Statistics illustrate How Italy Loves and Lives

Judith Harris (May 23, 2017)
What is romance worth? A new study of spending on love (clothes, food, beauty products and such) found that when they say, "I love you," Italians splash out just $112. Other current statistics show marriages are on the rise -- but so are divorces.

What is romance worth? Multimedial retailer QVC Italia, which sells products on line by broadcasting on multiple platforms including Sky, had statisticians from an outfit called Human Highway try to figure this out. The results were meant to calculate what love brings in terms of spending on clothes, food, beauty products and even household necessities. Three levels of loving were calculated. The least, E100 ($112), was spent upon his or her saying, "I love you" -- enough, perhaps, for a fancy dinner. A bit more, E127 ($143) was splashed out when he or she declared, "You are all mine." More, if not a gigantic amount, E450 ($505), was spent when the couple exclaimed, "Let's get married!"

In respect to the fashionable journalistic term, full disclosure, this reporter is obliged to confess that, however less than brilliant a student of economics, I spent a good deal of university time studying economic theory, still a terrific way to begin analysis of most problems. And so, if the above research gives us a picture of the value of love in real, rather than imaginary poetic terms, other current statistics also contribute to a snapshot of Italian life at a time of radical social change.

Translating love into marriage, it may come as a surprise that these are on the rise. In 2015 194,377 marriages were celebrated, 4,600 more than the previous year, according to a recent report by Istat, the reputable public statistics-gathering service. This serious turn-about seems to reflect two things. The first is the slight upsurge in the economy (and especially exports); during the bleak years between 2008, when the recession began, and 2014, some 10,000 fewer marriages were celebrated every single year. As an aside, of all these marriages, just over 12% were between an Italian citizen and a spouse with a foreign passport.

A possible secondary cause is passage of a new law speeding up the bureaucratic business of divorce. In fact, in the current turnabout, church marriages waned and those celebrated in town halls rose 8% more in 2015 than in 2014. Statistics also show that the average length of a marriage before divorce now stands at 17 years. At the same time, the number of divorces rose to a striking degree, up 57% over 2014; again, that radical upsurge is considered primarily due to the new speedy divorce law. Even so, at the time of divorce the average age of the husband is 48, the wife, 45.

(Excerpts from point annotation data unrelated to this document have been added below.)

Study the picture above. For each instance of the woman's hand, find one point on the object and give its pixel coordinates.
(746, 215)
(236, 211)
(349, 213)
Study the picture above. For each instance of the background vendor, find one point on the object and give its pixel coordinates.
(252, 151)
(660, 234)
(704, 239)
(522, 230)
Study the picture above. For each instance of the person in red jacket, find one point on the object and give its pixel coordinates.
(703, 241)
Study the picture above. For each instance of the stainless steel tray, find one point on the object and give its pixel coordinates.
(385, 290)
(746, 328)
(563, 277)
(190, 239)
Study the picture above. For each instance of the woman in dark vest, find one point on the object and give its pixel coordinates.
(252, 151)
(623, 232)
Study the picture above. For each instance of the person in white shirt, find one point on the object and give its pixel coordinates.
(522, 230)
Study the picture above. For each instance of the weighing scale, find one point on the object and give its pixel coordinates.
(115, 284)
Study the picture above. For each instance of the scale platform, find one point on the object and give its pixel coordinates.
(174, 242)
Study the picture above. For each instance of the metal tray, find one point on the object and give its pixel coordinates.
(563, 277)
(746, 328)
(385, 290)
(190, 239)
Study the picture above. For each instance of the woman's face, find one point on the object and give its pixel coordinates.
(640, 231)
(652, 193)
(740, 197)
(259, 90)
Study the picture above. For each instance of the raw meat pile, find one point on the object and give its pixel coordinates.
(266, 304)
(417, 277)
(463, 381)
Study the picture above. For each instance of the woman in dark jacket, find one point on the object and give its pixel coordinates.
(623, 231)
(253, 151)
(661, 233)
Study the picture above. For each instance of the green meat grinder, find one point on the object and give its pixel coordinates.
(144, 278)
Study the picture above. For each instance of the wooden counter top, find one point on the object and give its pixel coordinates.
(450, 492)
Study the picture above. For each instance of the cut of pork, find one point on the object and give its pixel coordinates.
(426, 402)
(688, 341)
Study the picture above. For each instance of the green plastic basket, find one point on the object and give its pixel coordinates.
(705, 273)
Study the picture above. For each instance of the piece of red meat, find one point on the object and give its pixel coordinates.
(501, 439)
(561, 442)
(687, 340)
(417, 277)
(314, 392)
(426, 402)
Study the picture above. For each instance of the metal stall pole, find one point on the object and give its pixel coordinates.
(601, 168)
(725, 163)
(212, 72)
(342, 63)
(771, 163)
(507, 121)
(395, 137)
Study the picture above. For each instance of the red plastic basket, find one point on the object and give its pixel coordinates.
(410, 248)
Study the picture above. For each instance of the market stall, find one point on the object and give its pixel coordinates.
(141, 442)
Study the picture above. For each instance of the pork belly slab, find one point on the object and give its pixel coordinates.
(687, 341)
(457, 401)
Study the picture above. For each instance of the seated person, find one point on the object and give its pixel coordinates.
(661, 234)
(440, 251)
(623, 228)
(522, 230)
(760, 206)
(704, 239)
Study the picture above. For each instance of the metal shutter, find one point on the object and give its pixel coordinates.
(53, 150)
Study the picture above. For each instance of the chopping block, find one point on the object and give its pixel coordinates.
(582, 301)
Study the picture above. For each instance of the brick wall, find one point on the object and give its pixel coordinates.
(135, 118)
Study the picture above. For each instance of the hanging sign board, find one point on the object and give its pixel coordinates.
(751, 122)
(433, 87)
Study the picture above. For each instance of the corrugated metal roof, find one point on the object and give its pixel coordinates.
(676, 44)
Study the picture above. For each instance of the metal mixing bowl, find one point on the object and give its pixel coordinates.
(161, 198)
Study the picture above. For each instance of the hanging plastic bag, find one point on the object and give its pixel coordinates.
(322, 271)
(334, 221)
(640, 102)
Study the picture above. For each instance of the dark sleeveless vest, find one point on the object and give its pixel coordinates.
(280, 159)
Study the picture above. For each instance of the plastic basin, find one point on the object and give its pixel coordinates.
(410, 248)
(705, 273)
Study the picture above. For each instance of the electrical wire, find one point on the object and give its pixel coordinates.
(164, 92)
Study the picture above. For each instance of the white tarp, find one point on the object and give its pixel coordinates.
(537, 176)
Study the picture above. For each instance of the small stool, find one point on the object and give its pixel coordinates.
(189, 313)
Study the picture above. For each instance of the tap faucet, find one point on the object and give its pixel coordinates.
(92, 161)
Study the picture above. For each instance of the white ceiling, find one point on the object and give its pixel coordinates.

In terms of culture, Italians can take pride in the fact that 30% visit museums while one out of four (24%) tour archaeological sites. Half of those over age 6 have been to the cinema recently. At almost 49% of the total, women read more books than men, 48.6%, over the past 12 months. Nine out of ten, male and female, watch TV habitually, and 52% of the men and 42% of the women read a newspaper or news magazine at least once a week.

The perhaps most dismal picture concerns Italian youth. In 2016 Italy fared worst in the entire European Union for the number of its young people,  2.2 million between the ages of 15 and 29, who neither attend school nor hold down jobs. Not surprisingly, therefore, two out of every three Italians of up to the age of 34, or 8.6 million (68%), still live at home with their parents. "In Italy, the children of the leadership class go to university and become in turn part of the managerial class. Working-class youth have trouble entering the job market, which still offers above all non-qualified jobs while those jobs on the intermediate level simply disappear," according to Rosaria Amato, writing in La Repubblica daily.

As a result, the November 2016 Istat figures also demonstrate that the entire class system in Italy is changing, and rapidly. The old, familiar working classes in Italy are now divided into subgroups. Those jobs which require no qualifications are increasing while the intermediate levels are disappearing, with obvious, serious political repercussions for the future.

And so to health and old age, Italy's elderly live longer than most in West Europe, to 83.2 years by comparison with the European average, 81 years; in the U.S. the average life span in 2014 was only 79 years of age, a tribute, perhaps, to the attention paid to nutrition as well as to the existence of a still functioning public health system.  On the other hand, current statistics indicate that the families suffering from real poverty have risen from 11.5% of the total in 2015 to 11.9% last year, while the number of families at risk of falling into poverty are seen as almost 29% of the population today.